Cinque normali lettere per definire un elemento semplice, puro e fluido.
Un fattore così fondamentale, nella mia vita.
L'acqua: ciò che mi dà forza, vigore e coraggio.
Certo, mi rende anche più impulsivo del solito, ma, fortunatamente, il mio corpo non è ancora stato avvolto in un
drappo decorato con il tridente di mio padre.
Non credo di morire presto. Insomma, l'Oracolo ha detto che perirò al compimento del mio sedicesimo compleanno. 
Teoricamente, mi manca ancora un anno da vivere: ne ho di tempo per dimostrare a Chirone che l'impulsività è il mio punto forte.
Ops, sto divagando.
Mi capita sempre, quando ho troppi pensieri per la testa.
E, adesso, ne ho decisamente in abbondanza.
Il mio cervello è un organo pasticciato e aggrovigliato, apparentemente incapace di ragionare.
Le fitte alle tempie sembrano rappresentare i secondi che mi restano, prima che la bomba esploda.

Ovviamente, in questo momento, la bomba è la mia fottutissima testa, più piena della pancia di una dannatissima mucca gravida! (Oh, perdonatemi, divina Era).
Non riesco a prendere sonno. Continuo a rigirarmi nel mio letto, che sento all'improvviso scomodo ed inospitale, mentre nella mia mente continuano a rimbalzare le immagini della battaglia appena finita – e vinta.

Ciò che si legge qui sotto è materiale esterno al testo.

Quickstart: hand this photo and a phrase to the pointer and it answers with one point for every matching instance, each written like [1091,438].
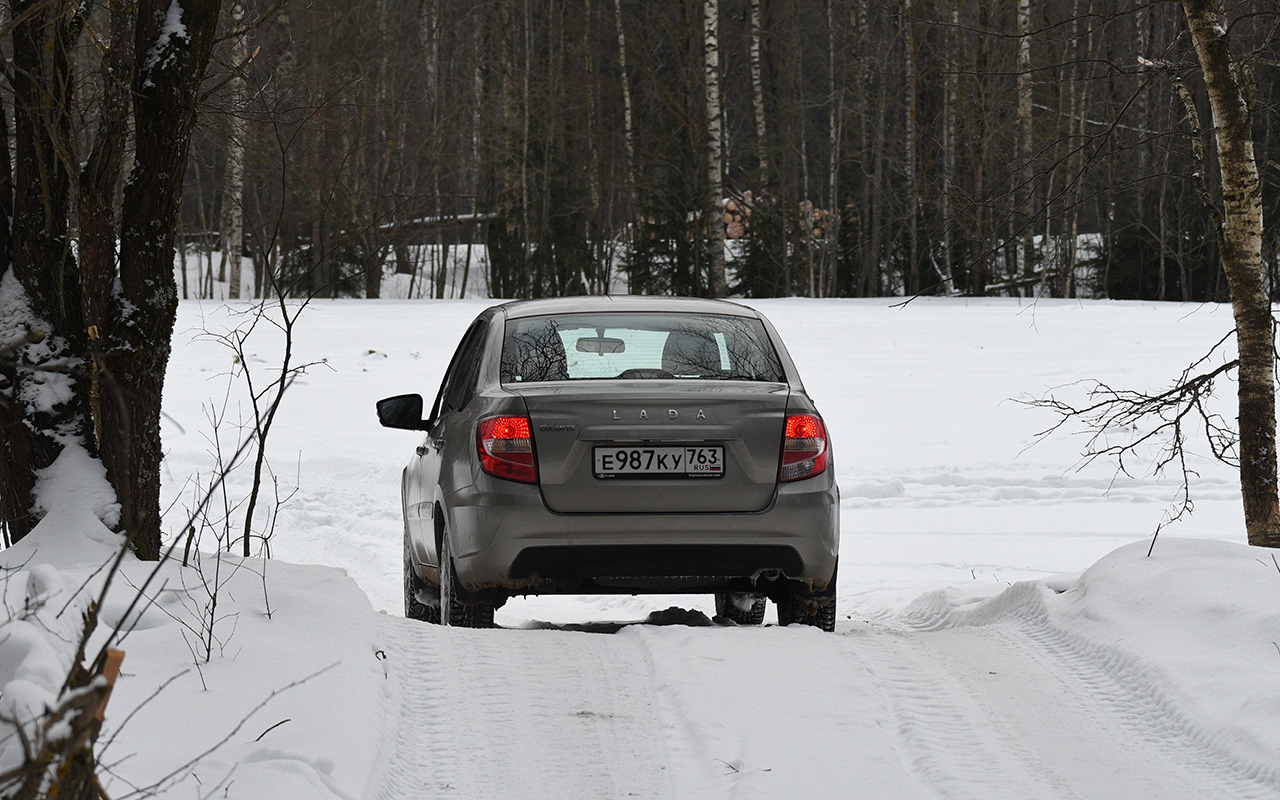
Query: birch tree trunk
[1024,132]
[714,154]
[913,273]
[233,183]
[627,132]
[950,101]
[836,110]
[762,131]
[1240,243]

Rivedo i volti dei caduti.
L'invasione; quell'improvviso botto, quelle bestie che si sono riversate fuori dal Pugno di Zeus tutte in una volta.
Sembrava di assistere all'esplosione di un vulcano.
Pochi secondi prima, silenzio e parecchia tensione.
Poi, d'un tratto, ecco il boato e quell'unico ammasso nero, marrone, rosa e rosso. Quel groviglio di fauci, artigli, peli e armi letali.
E, infine, ecco anche quella sensazione che ti fa pensare che tutto stia per finire. Quel momento in cui la tua mente è attraversata da continui flashback, ricordi felici di momenti trascorsi in questo campo, ora distrutto.
Il Campo Mezzosague non sarà più lo stesso, dopo questa notte.
Da domani mattina, quando tutta l'adrenalina che ci scorre nelle vene sarà stata assorbita, inizieremo a sentire il dolore lancinante delle ferite, l'odore marcio di morte e, soprattutto, quell'orribile sensazione di perdita e desolazione.
Quando ci renderemo conto veramente di quante, e quali, persone abbiamo perso, allora il dolore agli arti, le ferite e il tanfo, non saranno nulla in confronto a quella lancia che ci lacererà il petto, e a quella medicina amara che ci farà ingoiare a malavoglia la verità.
I miei occhi pizzicano leggermente, ma riesco a ricacciare dentro le lacrime.
Mi alzo, balzando a terra e, infilatomi le scarpe, esco.
Vengo investito dalla fresca brezza notturna. Mi porta il profumo dolce di fiori e fragole, e quell'odore di salsedine che tanto amo.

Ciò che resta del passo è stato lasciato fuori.